Why not create eScripts and sell them to the public? Or perhaps that’s too obvious a solution.
That led to conversations with Franklin Leonard and Nate Winslow where I suggested posting a ‘modest proposal’. Here are the specifics I had in the aforementioned draft:
Let me begin with this site. This is called WBShop and here you can buy virtually anything related to Warner Bros. products. DVDs, T-shirts, comic books, coffee cups, soundtracks, collectibles, toys, games, costumes, and so on.
I say virtually anything. Warner Bros. has every goddammed thing available for sale… but no movie scripts.
So here’s is a modest proposal to the movie studios to try to find a middle ground solution re script access.
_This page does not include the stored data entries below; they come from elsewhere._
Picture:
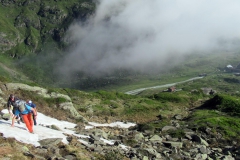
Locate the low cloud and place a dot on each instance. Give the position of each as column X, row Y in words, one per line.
column 144, row 35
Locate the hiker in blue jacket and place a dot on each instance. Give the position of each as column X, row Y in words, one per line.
column 26, row 112
column 11, row 104
column 31, row 104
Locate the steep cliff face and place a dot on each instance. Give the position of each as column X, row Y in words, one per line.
column 27, row 25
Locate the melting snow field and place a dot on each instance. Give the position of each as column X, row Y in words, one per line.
column 20, row 132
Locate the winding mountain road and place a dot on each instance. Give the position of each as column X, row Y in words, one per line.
column 136, row 91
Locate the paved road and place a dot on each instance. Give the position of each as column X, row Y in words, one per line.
column 136, row 91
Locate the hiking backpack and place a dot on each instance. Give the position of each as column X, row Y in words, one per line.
column 21, row 105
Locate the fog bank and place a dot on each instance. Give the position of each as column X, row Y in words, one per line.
column 144, row 35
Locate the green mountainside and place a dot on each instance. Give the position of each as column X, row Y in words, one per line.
column 26, row 26
column 29, row 28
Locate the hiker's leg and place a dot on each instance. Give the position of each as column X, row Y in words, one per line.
column 34, row 120
column 30, row 119
column 26, row 120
#1: Every script that is available for movies that is on the National Registry? The studios should just let them be available for open circulation. It’s a part of our country’s cinematic heritage! Plus good corporate neighbor policy.
#2: If a screenwriter requests a script they wrote to be available online, the studio should honor that request. As I understand it, if the writer has separated rights, they may:
a. Publication rights. The writer obtains the right to publish the script, or book(s) based on the script, subject to a holdback period. The Company, however, has the right to cause a novelization to be published in conjunction with the release of the film, for the purpose of marketing the film. If the Company wishes to cause a novelization to be published, it must first approach the writer(s) who has Separated Rights to see if the writer(s) wants to negotiate with a publisher regarding the rights and services for the novelization. If the writer with Separated Rights does not want to write the novelization or fails to conclude a publishing deal within prescribed timeframes, the Company may publish the novelization but must pay the writer not less than WGA minimum for the right to publish.4 (Article 16.A.3.a.(3))
The “holdback period” would seem to be the sticking point.
#3: Here’s the Big Idea: The studios should publish as many of their screenplay as possible and make them available for sale as eScripts. It’s an additional source of revenue and they would be enhancing the value of that movie title via increased awareness, etc.
In addition, credited writers should receive royalties for the sale of those eScripts in accordance with the WGA Minimum Basic Agreement formula for DVDs or some similar arrangement.
What we are trying to do is chart a middle ground, recognizing the legal rights of movie studios re copyright, appeal to their higher angels re #1 and #2, and #3 is just common sense. It’s another monetary stream, albeit a minor one, but still in this day and age of The Long Tail, why the hell not? How hard would it be to have a phalanx of interns create PDFs of their scripts?
Bottom line: Let’s make sure scripts are available for aspiring writers to read and learn from. Also perhaps it would elevate the status of the humble screenplay a bit more and the writers behind the scripts.
So late last night, what appears on my Twitter feed? This:
Warner Bros. has launched a digital publishing initiative called Inside the Script that offers a series of illustrated eBooks that present actual shooting scripts for classic movies including Casablanca, Ben-Hur, An American In Paris and North By Northwest. The eBooks are available on iBookstore, Kindle and Nook. The books also feature production notes, storyboards, photos including costumes, posters, on-set stills and behind-the-scenes photos.
See, if I had published my post last week, I could have taken credit for this whole damn thing!
However this simple move by the studio is salve in my wounds because finally we may begin to see a process unfold whereby we may have legal access to screenplays. Heck, Warner Bros. even has a Facebook page for the initiative.
Of course this process will take years and years to play out, and who’s to say if other studios will join in. But let’s use this post as a starting point for discussing the needs of those of us who want movie scripts made available. Are you excited about the WB initiative? Concerned? What ideas could you suggest to make this a viable plan?
And yes, I couldn’t help but notice the irony that one of the first ‘shooting scripts’ Warner Bros. is putting out in this series is Casablanca… which did not have a shooting script, rewritten pages delivered on the day of production.